こちらは、AV新法の審議~決議後、立憲民主党の塩村あやか議員が読み上げた付帯決議案(可決)の文字起しになります。開業などは読みやすいように編集しています。
各フェーズ時点での相関図を加えました。

付帯決議案の趣旨

性をめぐる個人の尊厳が重んぜられる社会の形成に資するために、性行為
映像制作物への出演にかかる被害の防止を図り、及び出演者の救済に
資するための出演契約に関する特則に関する法案に対する付帯決議案

政府は、本法の施行に当たり、次の諸点について適切な措置を講じるべきである。
性行為映像(以下AVという)への出演により甚大な被害が発生していることを踏まえ、性暴力被害者、いわゆる虐待サバイバー、発達特性のある人も含め、全てのAV出演被害者の尊厳と人格を尊重し、被害の予防や救済の実現に万全を期すること

また、本法は公序良俗に反する契約や、違法な行為を容認ものではないことを周知徹底すること。

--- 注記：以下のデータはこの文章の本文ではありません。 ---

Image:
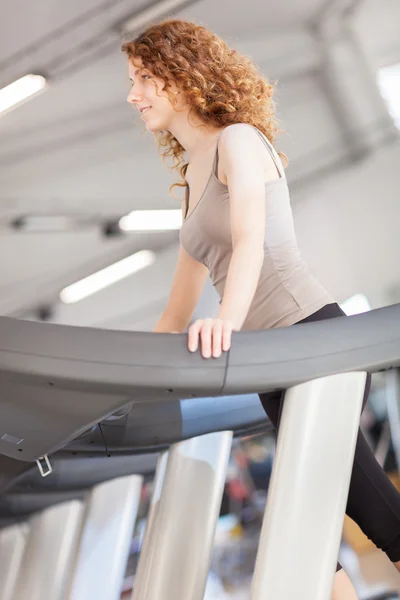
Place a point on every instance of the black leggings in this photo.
(373, 501)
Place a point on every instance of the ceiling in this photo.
(78, 147)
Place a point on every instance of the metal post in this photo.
(392, 380)
(307, 497)
(180, 534)
(12, 545)
(106, 538)
(50, 551)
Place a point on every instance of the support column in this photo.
(50, 551)
(180, 533)
(106, 538)
(308, 492)
(12, 546)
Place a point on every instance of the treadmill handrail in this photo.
(160, 366)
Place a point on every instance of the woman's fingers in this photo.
(215, 337)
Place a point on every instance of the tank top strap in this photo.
(272, 151)
(270, 148)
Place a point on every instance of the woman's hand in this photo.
(215, 336)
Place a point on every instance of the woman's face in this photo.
(148, 96)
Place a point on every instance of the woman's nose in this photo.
(134, 96)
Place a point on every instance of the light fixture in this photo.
(356, 304)
(50, 223)
(388, 79)
(106, 277)
(20, 91)
(155, 11)
(151, 220)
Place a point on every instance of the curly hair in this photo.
(221, 86)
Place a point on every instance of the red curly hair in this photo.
(222, 86)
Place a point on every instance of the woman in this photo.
(204, 100)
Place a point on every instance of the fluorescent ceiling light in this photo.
(45, 223)
(355, 305)
(106, 277)
(19, 91)
(152, 13)
(151, 220)
(389, 85)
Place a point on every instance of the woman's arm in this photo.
(242, 160)
(187, 285)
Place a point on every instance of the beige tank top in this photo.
(287, 291)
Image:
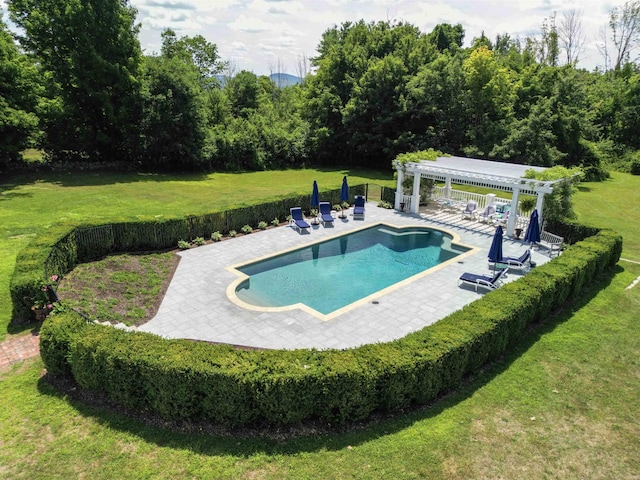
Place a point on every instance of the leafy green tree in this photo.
(362, 74)
(437, 109)
(174, 121)
(18, 122)
(243, 93)
(197, 51)
(489, 97)
(89, 57)
(447, 37)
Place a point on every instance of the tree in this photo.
(243, 93)
(89, 57)
(624, 23)
(438, 112)
(174, 121)
(489, 98)
(548, 46)
(447, 37)
(571, 35)
(18, 121)
(196, 51)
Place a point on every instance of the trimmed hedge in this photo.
(185, 379)
(60, 248)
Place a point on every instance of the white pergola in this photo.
(471, 171)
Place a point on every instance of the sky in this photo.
(268, 36)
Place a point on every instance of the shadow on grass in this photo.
(100, 178)
(207, 439)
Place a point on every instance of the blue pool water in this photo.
(332, 274)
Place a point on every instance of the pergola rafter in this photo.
(503, 176)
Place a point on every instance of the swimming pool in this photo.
(330, 275)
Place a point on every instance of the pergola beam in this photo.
(515, 184)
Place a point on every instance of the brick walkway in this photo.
(18, 349)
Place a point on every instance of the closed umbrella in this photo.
(344, 194)
(495, 252)
(315, 197)
(533, 229)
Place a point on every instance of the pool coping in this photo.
(233, 297)
(196, 306)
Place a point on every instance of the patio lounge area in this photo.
(196, 305)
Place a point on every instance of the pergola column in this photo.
(415, 198)
(399, 192)
(513, 215)
(539, 203)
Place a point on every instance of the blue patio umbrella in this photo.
(495, 252)
(315, 196)
(533, 230)
(344, 194)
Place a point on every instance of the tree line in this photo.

本法の適切な運用を図るため、本法の趣旨、及び内容について関係技官等に周知徹底するとともに、成立に至る経緯について周知すること。また、若年層に対するAV出演被害に関する啓発を行うなど、本法の被害防止、救済に関する広報、普及啓発をより具体的に、かつ積極的に行うこと。

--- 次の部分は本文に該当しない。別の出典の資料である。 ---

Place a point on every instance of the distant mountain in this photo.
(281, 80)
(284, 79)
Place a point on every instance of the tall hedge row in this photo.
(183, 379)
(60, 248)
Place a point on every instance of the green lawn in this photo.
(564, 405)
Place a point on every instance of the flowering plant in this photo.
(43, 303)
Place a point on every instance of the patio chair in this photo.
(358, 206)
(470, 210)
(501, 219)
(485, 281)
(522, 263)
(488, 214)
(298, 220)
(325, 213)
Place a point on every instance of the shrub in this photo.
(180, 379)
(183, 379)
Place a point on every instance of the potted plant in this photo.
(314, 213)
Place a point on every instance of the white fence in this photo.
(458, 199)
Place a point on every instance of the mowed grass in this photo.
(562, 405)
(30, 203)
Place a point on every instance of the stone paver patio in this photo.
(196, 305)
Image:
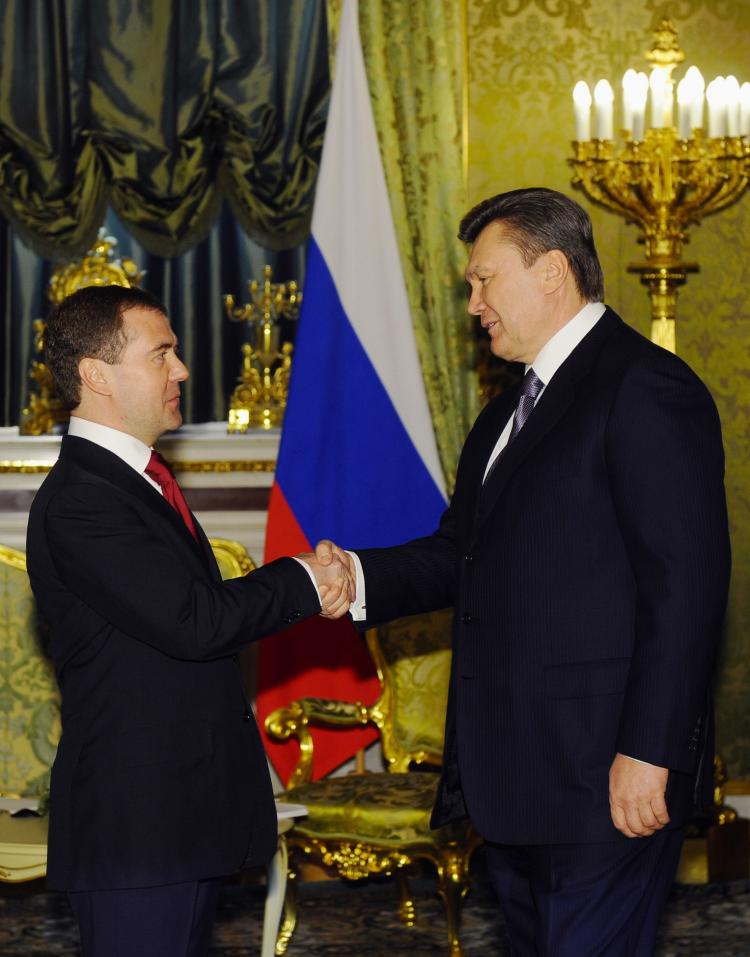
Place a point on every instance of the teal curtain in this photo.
(160, 109)
(193, 127)
(191, 286)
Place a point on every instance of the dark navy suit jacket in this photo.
(160, 775)
(589, 578)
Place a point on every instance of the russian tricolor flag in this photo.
(358, 461)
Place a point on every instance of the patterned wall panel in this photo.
(524, 58)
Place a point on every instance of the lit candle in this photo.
(745, 109)
(698, 85)
(658, 84)
(732, 98)
(717, 112)
(582, 106)
(629, 83)
(603, 99)
(639, 97)
(685, 94)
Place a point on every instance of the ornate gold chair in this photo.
(29, 699)
(378, 823)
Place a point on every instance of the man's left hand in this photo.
(637, 797)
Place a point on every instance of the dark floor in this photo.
(345, 920)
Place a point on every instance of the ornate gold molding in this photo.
(219, 466)
(226, 465)
(20, 467)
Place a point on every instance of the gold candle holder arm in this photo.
(259, 399)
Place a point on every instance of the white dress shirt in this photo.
(125, 446)
(550, 357)
(134, 453)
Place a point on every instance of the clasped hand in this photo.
(335, 576)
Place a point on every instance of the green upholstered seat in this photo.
(29, 698)
(378, 823)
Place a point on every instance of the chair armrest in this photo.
(293, 720)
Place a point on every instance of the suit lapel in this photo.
(110, 467)
(551, 407)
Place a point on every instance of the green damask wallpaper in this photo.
(524, 58)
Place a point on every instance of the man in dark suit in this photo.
(160, 785)
(586, 553)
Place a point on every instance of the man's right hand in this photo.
(336, 581)
(327, 552)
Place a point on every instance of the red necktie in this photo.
(160, 472)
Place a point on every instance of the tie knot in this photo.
(158, 470)
(531, 384)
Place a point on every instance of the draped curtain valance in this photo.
(160, 108)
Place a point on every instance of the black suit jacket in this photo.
(589, 578)
(160, 775)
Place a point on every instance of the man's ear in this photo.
(94, 375)
(556, 270)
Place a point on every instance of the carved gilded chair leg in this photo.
(289, 919)
(406, 908)
(453, 885)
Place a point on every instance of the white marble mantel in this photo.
(226, 478)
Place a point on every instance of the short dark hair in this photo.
(89, 323)
(538, 220)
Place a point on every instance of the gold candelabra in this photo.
(259, 400)
(668, 176)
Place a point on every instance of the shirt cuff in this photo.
(311, 573)
(358, 608)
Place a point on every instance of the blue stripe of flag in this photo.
(347, 466)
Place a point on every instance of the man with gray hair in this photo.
(586, 553)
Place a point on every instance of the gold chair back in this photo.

AV出演被害者に対する適切な支援を行うため、被害の実態調査を実施すること。
また、内閣府におけるAV出演被害対策のための態勢を整えること。
関係機関、団体と連携し、実効性のある相談体制を構築するとともに、被害者の支援に必要な財政上の措置を講ずること。また、性犯罪、性暴力被害者のためのワンストップ支援センター、法テラス、インターネットを通じた被害防止・救済に取り組む関係機関、地方公共団体の男女共同参画窓口等の関係機構、関係構築を促進し、支援環境の整備に努めること。
警察における、相談支援体制を強化し、女性警察官の配置の強化など、AV出演被害者が相談しやすい環境の確保、傷ついた心理に寄り添う対応の強化を図ること。

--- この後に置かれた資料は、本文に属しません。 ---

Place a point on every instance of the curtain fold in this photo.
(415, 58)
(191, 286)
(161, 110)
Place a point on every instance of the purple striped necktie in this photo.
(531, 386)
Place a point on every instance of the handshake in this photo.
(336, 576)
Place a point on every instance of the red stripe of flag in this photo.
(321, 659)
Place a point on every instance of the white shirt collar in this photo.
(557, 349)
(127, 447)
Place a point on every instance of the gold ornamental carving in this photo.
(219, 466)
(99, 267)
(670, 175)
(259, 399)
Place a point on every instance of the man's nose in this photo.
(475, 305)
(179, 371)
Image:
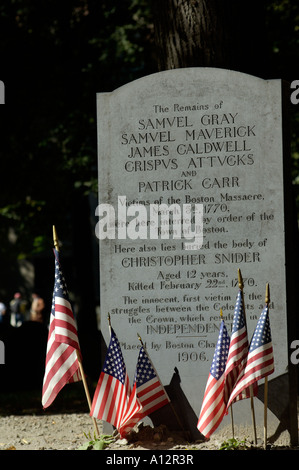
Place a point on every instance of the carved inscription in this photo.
(182, 150)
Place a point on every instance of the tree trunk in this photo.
(210, 33)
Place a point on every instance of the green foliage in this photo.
(97, 443)
(234, 444)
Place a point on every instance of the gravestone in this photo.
(196, 138)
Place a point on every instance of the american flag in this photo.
(112, 398)
(260, 360)
(238, 351)
(149, 390)
(213, 407)
(62, 364)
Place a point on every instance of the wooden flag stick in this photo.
(56, 245)
(231, 406)
(186, 433)
(241, 286)
(267, 301)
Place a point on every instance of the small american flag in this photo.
(149, 390)
(213, 407)
(260, 360)
(62, 364)
(112, 398)
(238, 351)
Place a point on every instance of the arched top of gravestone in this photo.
(187, 81)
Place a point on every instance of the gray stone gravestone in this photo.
(195, 137)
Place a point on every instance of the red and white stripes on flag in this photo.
(62, 365)
(238, 350)
(149, 390)
(112, 398)
(260, 360)
(213, 406)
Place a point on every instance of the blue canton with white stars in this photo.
(144, 370)
(262, 332)
(60, 288)
(221, 353)
(239, 317)
(114, 363)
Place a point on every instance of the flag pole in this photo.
(267, 301)
(56, 245)
(231, 407)
(186, 433)
(241, 286)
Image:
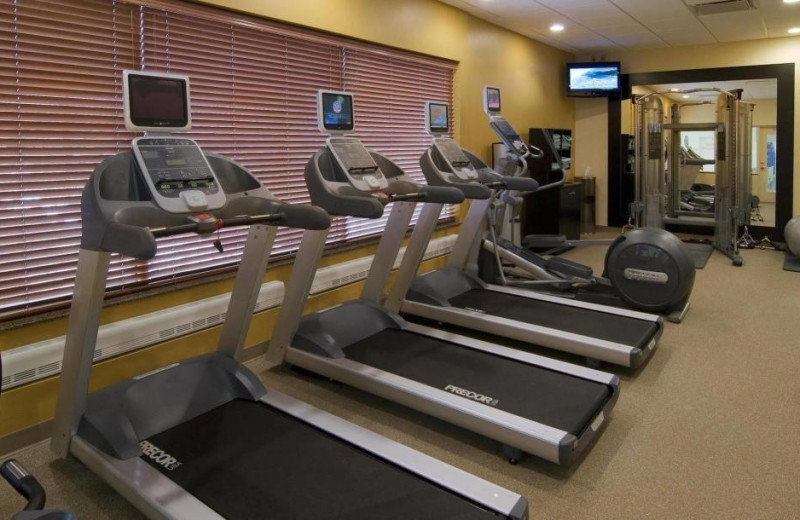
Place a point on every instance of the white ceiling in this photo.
(753, 89)
(593, 25)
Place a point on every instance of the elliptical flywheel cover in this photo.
(651, 269)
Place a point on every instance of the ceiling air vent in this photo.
(711, 7)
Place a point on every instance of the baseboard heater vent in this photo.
(43, 359)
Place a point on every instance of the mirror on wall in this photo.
(690, 182)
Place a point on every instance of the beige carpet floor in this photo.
(708, 429)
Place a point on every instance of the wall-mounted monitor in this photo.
(491, 100)
(155, 101)
(335, 111)
(437, 118)
(594, 79)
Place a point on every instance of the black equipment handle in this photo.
(408, 197)
(535, 151)
(25, 484)
(212, 225)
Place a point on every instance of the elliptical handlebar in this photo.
(535, 152)
(25, 484)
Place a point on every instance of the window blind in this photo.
(253, 86)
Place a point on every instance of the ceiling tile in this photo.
(737, 26)
(606, 24)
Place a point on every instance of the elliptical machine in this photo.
(645, 269)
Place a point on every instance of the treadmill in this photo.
(203, 438)
(455, 296)
(528, 403)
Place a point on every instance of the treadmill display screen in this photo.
(453, 153)
(158, 102)
(337, 111)
(438, 118)
(509, 136)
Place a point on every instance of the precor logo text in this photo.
(475, 396)
(159, 456)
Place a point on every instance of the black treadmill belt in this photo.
(600, 325)
(249, 461)
(552, 398)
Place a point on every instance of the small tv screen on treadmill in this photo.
(438, 118)
(493, 99)
(337, 111)
(158, 102)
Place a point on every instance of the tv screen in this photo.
(438, 120)
(337, 111)
(593, 79)
(157, 102)
(492, 99)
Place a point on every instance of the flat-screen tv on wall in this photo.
(594, 79)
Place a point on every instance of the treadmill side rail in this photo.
(585, 346)
(529, 436)
(142, 485)
(485, 493)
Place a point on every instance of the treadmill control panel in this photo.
(508, 135)
(456, 158)
(178, 174)
(358, 165)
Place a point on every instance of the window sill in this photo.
(61, 309)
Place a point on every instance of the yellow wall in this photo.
(529, 74)
(754, 52)
(591, 150)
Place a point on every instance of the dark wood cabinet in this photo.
(622, 176)
(554, 212)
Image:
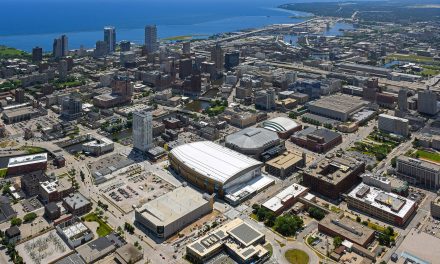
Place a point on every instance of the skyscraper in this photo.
(60, 47)
(142, 130)
(151, 38)
(110, 38)
(217, 57)
(37, 54)
(402, 101)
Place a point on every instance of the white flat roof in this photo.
(370, 198)
(214, 161)
(293, 191)
(26, 160)
(172, 206)
(280, 124)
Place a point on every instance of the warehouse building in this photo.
(317, 140)
(29, 163)
(333, 177)
(237, 238)
(285, 199)
(173, 211)
(285, 164)
(217, 169)
(388, 207)
(419, 172)
(394, 125)
(345, 228)
(252, 141)
(339, 107)
(284, 126)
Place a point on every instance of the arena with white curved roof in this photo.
(284, 126)
(217, 169)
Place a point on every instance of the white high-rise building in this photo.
(151, 38)
(110, 38)
(142, 130)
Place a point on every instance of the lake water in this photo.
(30, 23)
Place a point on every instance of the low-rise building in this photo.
(394, 125)
(345, 228)
(285, 164)
(418, 172)
(388, 207)
(285, 199)
(317, 140)
(99, 146)
(169, 213)
(77, 204)
(333, 177)
(241, 241)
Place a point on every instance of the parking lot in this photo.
(134, 188)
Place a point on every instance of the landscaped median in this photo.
(103, 228)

AV出演被害にいたる背景となる問題を把握・分析し、包括的な解決に向けて必要な取り組みを推進すること。

被害者が製作公表者の氏名、住所を知らないまま海外のWebサイトやサーバを経由した被害が拡散していることに鑑み、被害者が本法に定める解除・取消、差し止め請求を実施できるよう、必要な支援を行うこと。

また、AV出演被害者が拡散防止措置を迅速に、困難なく申請できるよう、時宜にかなった必要な支援を行うこと。
AV出演被害者救済のためのサイト運営事業者の役割など明らかにし、対策を強化すること。

また、サイト運営事業者自身による契約約款や利用環境に基づく、主体的な削除等の取組を支援するとともに、迅速・的確な拡散防止の対応ができるよう環境整備を行うこと。
加えて、拡散につながりうる違法なアップロードについて、より厳正に対応すること。

本法施行後において、差し止め請求、拡散防止及び被害の相談件数等について実態を把握する
とともに、その結果に基づいて検討を行い必要な措置を講ずること。

AV出演被害については、本法の罰則規定ともに刑法の強要罪、強制性交等罪、職業安定法、労働者派遣法、売春防止法、著作権法、支持性的画像記録の提供等による被害の防止に関する法律、リベンジポルノ対策法、児童買春児童ポルノにかかる行為等の規制及び処罰並びに児童の保護等に関する法律、児童ポルノ禁止法による厳正な取り締まりを強化すること。

本法の趣旨、及び罰則規定の意義、本法制定の背景であるAV出演被害の特徴と重大性について必要な研修を職員に行い、法曹関係者に周知すること。

総じての感想

真っ先に浮かんだ感想は、ここまで付帯決議案に書き込むなら、なぜもっときちんと審議しないのか、という疑問が大きいですね。
AV人権倫理機構の取組や、契約前段階の適切なエスカレーションに踏み込んでいないため、予防の有効性に疑問を感じる点や、関係機関、団体についても現在の取組との関係性も不明なまま予算措置を講じることを求めており、それは適切な税利用といえるのかはなはだ疑問です。
また、違法アップロードや拡散防止などについては、ほとんど具体案もなく対応策については政府の運営に丸投げであり、ほとんど検討されていないと想像します。「被害者が拡散の差し止め請求をできるように支援」「サイト運営事業者の自発的な削除を支援」とありますが、具体性はありません。また、そもそも「拡散されている事実をどう検知するのか」という、もっとも深い部分については触れられてもいません。
ここまで付帯議案に入れるのであれば、なぜもっと有識者を交えた審議をしないのか、本当に疑問ですね。付け焼刃の有効性の疑われる立法、と言わざるを得ません。